The first inkling I had that something was up was when Dinah’s was out of bumble-berry pie. It don’t seem like much, but nobody in Clyville eats bumble-berry pie but me, and there’s always a pie made when I come in after work.

Dinah said I’d eaten the entire thing that afternoon with a half dozen cups of coffee. Thing is, I was stacking pallets at the warehouse until seven pm without a break, so I know it weren’t me what ate the pie.

I had to settle for cherry. It was ok, I guess.

On Tuesday I went to pickup my truck from Lou’s. He’d put a new water pump in it, and said it would be ready anytime after lunch. I got there at three, and Lou says “How’s she running?” I’m a little confused, and I ask him “You tell me, is she ready to go?”

Lou just stands there, slack jawed and says “You picked it up two hours ago, aren’t you back to pay for that pump?”

Somebody picked up my truck, stole it, and had the balls to leave me to pay the bill. Lou was beside himself. He figured I was pulling his leg at first, and he got mad for a bit and then just got all quiet. I paid him. Wasn’t his fault, and he did fix the truck like he said he would.

Now I’ve got no pie, and no truck. The week’s not looking good at all.

On Thursday, I show up for work only to be sent home. I’d apparently worked eight hours on the night shift, and they’ve got safety rules that say I’ve got to sleep for eight hours before I can work again. I’m not sure what the hell’s going on by now, but at least the bastard that stole my truck’s starting to pull his own weight.

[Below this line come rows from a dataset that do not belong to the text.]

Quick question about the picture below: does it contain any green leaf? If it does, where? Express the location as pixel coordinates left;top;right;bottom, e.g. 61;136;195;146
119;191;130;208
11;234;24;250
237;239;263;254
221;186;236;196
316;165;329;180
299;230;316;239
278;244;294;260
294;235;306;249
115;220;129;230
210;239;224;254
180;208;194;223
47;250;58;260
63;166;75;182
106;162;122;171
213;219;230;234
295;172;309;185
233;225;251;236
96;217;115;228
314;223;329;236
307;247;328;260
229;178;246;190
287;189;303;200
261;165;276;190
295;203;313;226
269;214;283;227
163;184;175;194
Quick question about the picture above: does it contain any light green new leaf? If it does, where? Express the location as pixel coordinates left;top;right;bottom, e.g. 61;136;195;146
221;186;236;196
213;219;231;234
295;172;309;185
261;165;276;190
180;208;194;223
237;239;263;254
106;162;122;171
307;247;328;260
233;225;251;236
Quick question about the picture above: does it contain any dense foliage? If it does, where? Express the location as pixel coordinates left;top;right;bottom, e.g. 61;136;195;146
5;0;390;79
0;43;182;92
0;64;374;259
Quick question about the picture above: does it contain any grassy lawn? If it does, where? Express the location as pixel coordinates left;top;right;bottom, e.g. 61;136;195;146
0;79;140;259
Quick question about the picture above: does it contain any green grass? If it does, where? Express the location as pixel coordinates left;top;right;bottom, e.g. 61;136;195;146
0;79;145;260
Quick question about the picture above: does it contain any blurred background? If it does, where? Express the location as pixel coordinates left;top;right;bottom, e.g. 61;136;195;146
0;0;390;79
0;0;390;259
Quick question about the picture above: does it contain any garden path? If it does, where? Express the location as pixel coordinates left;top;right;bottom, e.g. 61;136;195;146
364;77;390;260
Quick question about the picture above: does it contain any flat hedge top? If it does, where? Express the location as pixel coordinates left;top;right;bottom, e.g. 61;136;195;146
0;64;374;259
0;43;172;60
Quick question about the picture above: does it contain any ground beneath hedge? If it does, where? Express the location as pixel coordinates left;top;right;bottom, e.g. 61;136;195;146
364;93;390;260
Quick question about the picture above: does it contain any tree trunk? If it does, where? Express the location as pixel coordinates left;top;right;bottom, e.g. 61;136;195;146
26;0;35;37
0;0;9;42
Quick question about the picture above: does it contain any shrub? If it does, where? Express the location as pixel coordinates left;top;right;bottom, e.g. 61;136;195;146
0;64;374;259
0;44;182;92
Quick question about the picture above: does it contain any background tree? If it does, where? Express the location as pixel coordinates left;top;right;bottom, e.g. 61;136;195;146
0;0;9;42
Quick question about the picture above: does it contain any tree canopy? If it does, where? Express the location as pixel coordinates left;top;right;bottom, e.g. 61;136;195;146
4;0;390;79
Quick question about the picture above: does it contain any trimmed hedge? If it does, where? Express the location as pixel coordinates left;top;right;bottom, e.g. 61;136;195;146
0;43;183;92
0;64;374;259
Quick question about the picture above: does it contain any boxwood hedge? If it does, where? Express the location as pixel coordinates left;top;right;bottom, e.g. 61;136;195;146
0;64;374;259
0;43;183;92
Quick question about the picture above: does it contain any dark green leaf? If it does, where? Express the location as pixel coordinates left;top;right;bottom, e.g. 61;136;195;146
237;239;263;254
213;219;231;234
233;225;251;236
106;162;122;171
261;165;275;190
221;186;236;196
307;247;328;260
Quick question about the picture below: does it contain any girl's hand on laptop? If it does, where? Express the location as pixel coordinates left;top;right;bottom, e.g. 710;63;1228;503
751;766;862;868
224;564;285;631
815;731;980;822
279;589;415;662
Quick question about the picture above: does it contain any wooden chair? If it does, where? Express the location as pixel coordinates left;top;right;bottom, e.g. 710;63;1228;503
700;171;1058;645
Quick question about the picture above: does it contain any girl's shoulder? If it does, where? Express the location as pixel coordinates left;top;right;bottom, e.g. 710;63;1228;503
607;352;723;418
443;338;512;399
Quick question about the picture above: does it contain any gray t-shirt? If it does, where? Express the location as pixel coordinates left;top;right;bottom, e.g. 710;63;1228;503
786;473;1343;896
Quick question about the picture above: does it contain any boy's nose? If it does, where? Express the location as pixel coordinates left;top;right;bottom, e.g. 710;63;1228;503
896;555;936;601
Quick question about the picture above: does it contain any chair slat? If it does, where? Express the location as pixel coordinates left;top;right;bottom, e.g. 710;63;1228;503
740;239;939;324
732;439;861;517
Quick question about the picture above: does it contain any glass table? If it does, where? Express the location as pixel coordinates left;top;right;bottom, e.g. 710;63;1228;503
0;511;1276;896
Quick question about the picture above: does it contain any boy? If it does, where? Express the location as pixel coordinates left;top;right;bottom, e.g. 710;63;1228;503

On Saturday, I wake up to the cold blade of an axe against my throat. Blinking against the morning light, there’s something familiar about the silhouette at the other end of the handle.

“You’ve got a nice life here in Clyville,” the voice rings a bell, “too bad you can’t stay and enjoy it.”

He couldn’t kill me, I understand that now. After all, he’s me.

No matter, I’ve put that behind me and I’ll stay here in Strewson for as long as I can. I expect he’ll get bored and come find me again. When he does, I’ll move on, but until then, can you cut me another slice of that bumble-berry pie? And top up my coffee? It really is delicious.